One, the larger the meat, the more difficult it is to provide enough oxygen and nutrients for the cells that are in the middle. They also die if they are starved. Schultz says, “I assume you’d probably get really sick from eating that”. Second, it is important to stimulate muscle cells to develop the correct organizational pattern. The pattern is what gives the food its texture and the satisfying taste.

Schultz is the principal researcher for the project. Her work is perhaps the most in line with the project’s purpose. Her laboratory studies the characterization of colloidal- and polymeric gel scaffolds suitable for human tissue engineering.

Synder and Schultz will collaborate to develop a scaffold that meat cells can grow on. The structure they’ll use is similar to one she uses for wound healing in humans. It’s not rigid enough right now.

She says, “When you incorporate cells into the scaffold, you have to give them the right physical environment,” she says. “You have to make the environment feel like muscle so the cells remain muscle cells, and make more of them.”

Snyder, whose research focuses on nanomaterials that can be used in energy and imaging applications, will synthesize and functionize nanoparticles to achieve the right stiffness.

Snyder says that the idea is to manipulate the properties of stem cells using chemical or mechanical cues to allow them to differentiate into meat cells. We also need to consider how the gel structure can be reconfigured and adapted to grow cells. The gel’s adaptability is another aspect.

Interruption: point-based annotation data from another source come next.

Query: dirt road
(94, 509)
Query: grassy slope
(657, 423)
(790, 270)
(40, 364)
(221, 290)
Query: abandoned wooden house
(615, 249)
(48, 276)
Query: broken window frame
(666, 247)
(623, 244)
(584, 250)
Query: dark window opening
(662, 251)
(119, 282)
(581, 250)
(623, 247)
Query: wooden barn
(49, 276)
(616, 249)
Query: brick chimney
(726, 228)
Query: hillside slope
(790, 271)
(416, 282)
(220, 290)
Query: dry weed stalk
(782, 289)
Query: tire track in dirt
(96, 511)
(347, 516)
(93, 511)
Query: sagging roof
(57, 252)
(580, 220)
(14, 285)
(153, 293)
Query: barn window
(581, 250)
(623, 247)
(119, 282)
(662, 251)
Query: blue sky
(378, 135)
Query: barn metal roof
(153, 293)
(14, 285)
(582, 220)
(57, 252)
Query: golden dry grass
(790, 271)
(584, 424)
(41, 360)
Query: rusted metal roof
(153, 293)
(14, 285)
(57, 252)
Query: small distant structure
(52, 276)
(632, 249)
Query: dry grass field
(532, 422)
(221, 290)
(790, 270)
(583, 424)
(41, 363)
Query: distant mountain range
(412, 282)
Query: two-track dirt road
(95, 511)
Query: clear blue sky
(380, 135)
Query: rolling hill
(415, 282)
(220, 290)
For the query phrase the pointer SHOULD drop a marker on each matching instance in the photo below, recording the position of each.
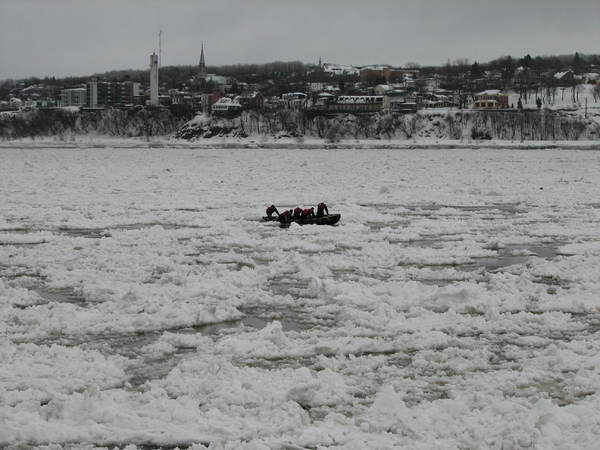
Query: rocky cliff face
(478, 125)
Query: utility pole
(160, 48)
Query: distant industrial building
(73, 97)
(154, 80)
(226, 107)
(101, 94)
(490, 99)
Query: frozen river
(456, 304)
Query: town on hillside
(562, 83)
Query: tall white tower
(154, 79)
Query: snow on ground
(455, 305)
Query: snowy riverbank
(454, 306)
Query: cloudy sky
(81, 37)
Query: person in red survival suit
(297, 213)
(308, 213)
(322, 209)
(286, 216)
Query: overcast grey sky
(80, 37)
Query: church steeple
(202, 65)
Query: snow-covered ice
(143, 302)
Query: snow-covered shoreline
(144, 303)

We have ideas on how to use the nano-composite gel in order to achieve the cellular structure which is growing in a more fibrous manner.

McIntosh will use his electrochemistry expertise to promote fibrous growth.

He adds, “My other joke is that I’m here to exercise the chicken nugget,” he says. “We’re going to create the workout regime for this thing by figuring out what is the bioelectrochemistry required to guide the formation of this muscle tissue.”

This is because muscles grow through constant flexing and recuperating, which is a function the nervous system (an electrical system) of the body. McIntosh refers to research that shows the effects of an electric field upon muscle cells.

He says, ““It sets up chemical gradients in the cells that drive the cells to form fibers.”

Without a steady supply, however, nothing can form. Brown is here to help.

Brown studies the lipid-protein interactions that are involved in bacterial disease. She will be developing liposomal delivery systems for this project.

She explains that cell membranes are made of lipids. “Lipids are what cell membranes are made out of,” she says, “and they’re nice because you can encapsulate things inside of them.”

She will create two of these molecules: One will deliver glucose and the other oxygen.

She says, “We’re going to tether these liposomes to the scaffold that Kelly and Mark are working on,” she says. “As the cells are growing on the scaffold, [the molecules] should be releasing these nutrients to the cells so they can continue to grow, rather than die.”

The ultimate goal of the team is to create a platform that can scale up for the production of whole cuts of meat. This platform could also be used for other protein products, which will eventually be sold in supermarkets. They know it’s far off. In the meantime, they have the potential to answer many fundamental questions in areas that are not related to their research.

McIntosh says, “When you put collaborative projects like this one together, you end up doing things that none of us could do on our own,” he says. “And it’s just so intellectually stimulating to work with people who think very differently, and have very different research approaches. We’re all going to push our knowledge in completely different directions. There’s nothing more motivating than that.”